Member of the National Assembly of Serbia
- Incumbent
- Assumed office 2020

Personal details
- Born: 9 August 1978 (age 47) Split, Yugoslavia
- Party: Serbian Progressive Party

= Nataša Ivanović =

Serbian politician

Nataša Ivanović (Наташа Ивановић; born 9 August 1978) is a politician in Serbia. She has served in the National Assembly of Serbia since 2020 as a member of the Serbian Progressive Party.

==Early life and private career==
Ivanović was born in Split, in what was then the Socialist Republic of Croatia in the Socialist Federal Republic of Yugoslavia. She was raised in Petrovac na Mlavi in Serbia and graduated from the Belgrade Higher School for teacher education, with further studies in Jagodina and Bujanovac. She has been an educator at "Galeb" Petrovac na Mlavi since 2003 and became director of the institution in 2016.

==Politician==
===Municipal politics===
Ivanović served in the Petrovac na Mlavi municipal assembly following the 2012 Serbian local elections as a Progressive Party member. She was given the sixth position on the party's list in the 2016 local elections and was re-elected when the list won twenty-five out of fifty mandates.

For the 2020 local elections, she received the fifth position on the Progressive Party's list and was elected to a third term when the list won a clear majority with thirty-five mandates.

===Parliamentarian===
Ivanović appeared on the Progressive Party's electoral lists in the national assembly elections of 2014 and 2016, respectively in the 210th and 208th positions (out of 250). These numbers were too low for election to be a realistic possibility on either occasion, and indeed she was not elected despite the lists winning majority victories each time.
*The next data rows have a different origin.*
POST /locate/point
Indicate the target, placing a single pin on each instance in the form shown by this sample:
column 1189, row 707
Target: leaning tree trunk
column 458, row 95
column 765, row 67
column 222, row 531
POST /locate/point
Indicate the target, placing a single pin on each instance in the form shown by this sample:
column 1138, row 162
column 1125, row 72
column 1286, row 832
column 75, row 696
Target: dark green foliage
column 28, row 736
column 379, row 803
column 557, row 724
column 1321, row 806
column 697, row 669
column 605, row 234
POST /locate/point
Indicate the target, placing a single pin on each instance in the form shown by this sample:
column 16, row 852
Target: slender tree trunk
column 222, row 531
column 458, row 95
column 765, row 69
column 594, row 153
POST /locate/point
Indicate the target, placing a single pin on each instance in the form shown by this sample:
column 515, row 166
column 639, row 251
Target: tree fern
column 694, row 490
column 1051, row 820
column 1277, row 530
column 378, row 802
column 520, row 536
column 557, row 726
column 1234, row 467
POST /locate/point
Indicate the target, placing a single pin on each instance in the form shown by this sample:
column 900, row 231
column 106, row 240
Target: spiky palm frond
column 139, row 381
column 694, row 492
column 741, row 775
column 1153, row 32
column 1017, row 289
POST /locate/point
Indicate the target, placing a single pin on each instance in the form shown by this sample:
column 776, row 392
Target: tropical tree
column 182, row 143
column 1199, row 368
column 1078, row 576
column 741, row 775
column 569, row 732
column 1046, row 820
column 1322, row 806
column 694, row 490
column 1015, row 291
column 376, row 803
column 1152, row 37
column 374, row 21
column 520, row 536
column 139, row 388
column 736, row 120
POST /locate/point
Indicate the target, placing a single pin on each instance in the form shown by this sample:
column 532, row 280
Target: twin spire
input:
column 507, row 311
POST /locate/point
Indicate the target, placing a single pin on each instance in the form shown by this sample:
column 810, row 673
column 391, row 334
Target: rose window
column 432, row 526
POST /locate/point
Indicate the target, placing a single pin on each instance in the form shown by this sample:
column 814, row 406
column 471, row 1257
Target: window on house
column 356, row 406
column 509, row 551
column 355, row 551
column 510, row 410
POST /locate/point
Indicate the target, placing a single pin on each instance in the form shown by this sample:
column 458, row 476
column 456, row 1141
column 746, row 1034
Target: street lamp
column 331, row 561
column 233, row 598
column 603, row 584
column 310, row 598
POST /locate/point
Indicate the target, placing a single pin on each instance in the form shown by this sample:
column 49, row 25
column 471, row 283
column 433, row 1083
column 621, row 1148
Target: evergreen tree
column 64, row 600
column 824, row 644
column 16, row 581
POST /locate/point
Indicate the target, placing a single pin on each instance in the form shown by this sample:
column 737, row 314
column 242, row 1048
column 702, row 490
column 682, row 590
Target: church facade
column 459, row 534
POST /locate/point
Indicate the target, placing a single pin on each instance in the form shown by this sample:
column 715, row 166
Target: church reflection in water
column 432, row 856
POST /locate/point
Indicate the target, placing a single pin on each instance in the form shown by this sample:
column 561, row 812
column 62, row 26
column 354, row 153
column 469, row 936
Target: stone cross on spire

She was promoted to the 111th position on the Progressive Party's Aleksandar Vučić — For Our Children list in the 2020 parliamentary election and was elected when the list won a landslide majority with 188 mandates. Ivanović is now a member of the assembly's health and family committee and the committee on the rights of the child, a deputy member of the environmental protection committee, the head of Serbia's parliamentary friendship group with Palau, and a member of the parliamentary friendship groups with Australia, Austria, Belgium, Brazil, Canada, China, Croatia, Egypt, France, Germany, Greece, Hungary, India, Italy, Japan, Mexico, Morocco, the Netherlands, Norway, Russia, Slovenia, Spain, Sweden, Switzerland, Tunisia, Turkey, the United Kingdom, the United States of America, and Venezuela.